Looking back, did those episodes really make me stronger?
We grew up in a culture that views such episodes as normal. That a kid in every other block should somehow experience these things. That he or she is weak and that someday, he or she will be thankful for the “challenge” put to him or her. That bullying, in different levels, is a part of growth. But is it?
Some of us are good at painting, photography, or the other arts. Some of us are sent outside the four corners of our schools for writing, public speaking, or athletics competitions. We gain confidence for every success story. We are this country’s future.

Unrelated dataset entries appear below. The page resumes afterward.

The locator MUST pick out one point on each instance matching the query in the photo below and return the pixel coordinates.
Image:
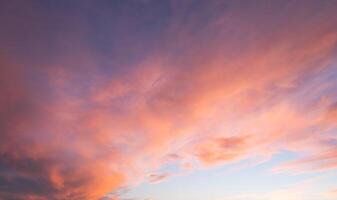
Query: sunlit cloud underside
(168, 100)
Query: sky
(168, 100)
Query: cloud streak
(90, 111)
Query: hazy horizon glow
(168, 100)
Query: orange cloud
(231, 90)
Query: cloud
(208, 82)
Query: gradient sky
(168, 100)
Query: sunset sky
(168, 100)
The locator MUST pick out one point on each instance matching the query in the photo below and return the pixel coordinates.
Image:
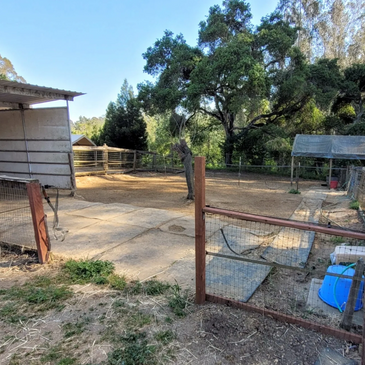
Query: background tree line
(244, 90)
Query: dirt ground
(208, 334)
(255, 193)
(91, 325)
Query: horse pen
(247, 268)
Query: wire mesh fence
(289, 267)
(356, 185)
(16, 225)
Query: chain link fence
(16, 225)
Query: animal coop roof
(14, 93)
(343, 147)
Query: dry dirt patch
(257, 194)
(97, 323)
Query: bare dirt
(89, 326)
(209, 334)
(255, 193)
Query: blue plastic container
(342, 288)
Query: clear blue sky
(91, 46)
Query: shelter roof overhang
(12, 94)
(329, 146)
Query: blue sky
(91, 46)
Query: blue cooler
(342, 288)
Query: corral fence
(22, 220)
(356, 184)
(296, 271)
(105, 159)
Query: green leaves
(124, 125)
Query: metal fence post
(199, 230)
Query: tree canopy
(7, 71)
(245, 77)
(124, 124)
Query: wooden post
(363, 335)
(134, 160)
(39, 224)
(348, 314)
(330, 175)
(154, 167)
(239, 172)
(199, 230)
(105, 158)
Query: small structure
(328, 146)
(81, 140)
(36, 143)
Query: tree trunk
(186, 157)
(228, 145)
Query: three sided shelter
(36, 143)
(328, 146)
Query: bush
(85, 271)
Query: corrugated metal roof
(329, 146)
(12, 93)
(81, 140)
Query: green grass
(73, 329)
(178, 302)
(137, 320)
(117, 282)
(355, 205)
(154, 287)
(135, 351)
(88, 271)
(165, 337)
(35, 296)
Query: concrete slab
(150, 254)
(147, 217)
(70, 224)
(95, 239)
(184, 226)
(68, 204)
(103, 211)
(181, 271)
(317, 305)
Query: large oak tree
(244, 77)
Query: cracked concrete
(141, 242)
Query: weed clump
(178, 302)
(294, 191)
(87, 271)
(136, 350)
(355, 205)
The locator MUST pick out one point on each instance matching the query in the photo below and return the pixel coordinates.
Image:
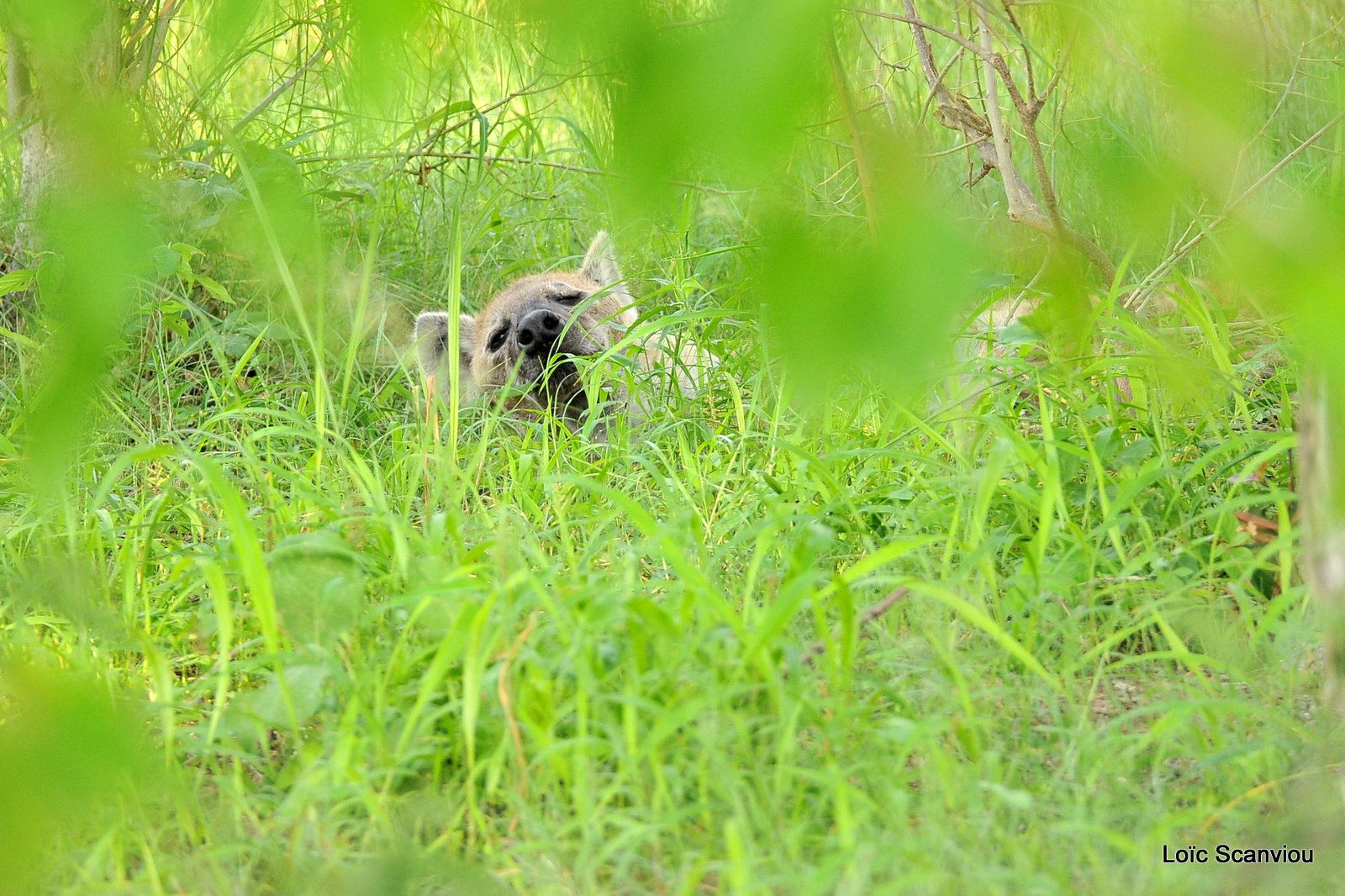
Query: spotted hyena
(524, 345)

But some of us are silently keeping our pain inside. We are becoming casualties, in certain ways, of the mentors our parents want us to meet in learning institutions.
We are a people with much regard for hard work. We know from childhood that we cannot reap what we did not plant. But I was wrong to apply this principle in those situations. I was not supposed to experience those terrible moments. Nobody is. I was discriminated against and was wronged. We were made to stand for more than an hour inside or outside the classroom, supposedly for us to work harder, to give us more time, so that next time, our mouths will be a fountain of beautiful answers. She wanted us to realize something.
And do you wonder why I still remember those details? It’s because I got hurt. And just like the other faces of hurt that this world can offer, those experiences will never be forgotten or deleted as old, ugly files in my personal awareness.
I chose to improve. The education system and the way things are done can flourish over time. But we have to rethink how students should be treated in any classroom, whether they have the answer or not. We can do better than shouting at them or bullying them.
And at any rate, your brain dictated “Matter is anything that has mass and weight” as the answer to Prof. X’s tricky question. Be ready to pack your things, confidently stand for an hour, inside or outside the classroom, with a heart.
(This piece has been published in Youngblood, Opinion, Philippine Daily Inquirer on the 4th of February, 2016.)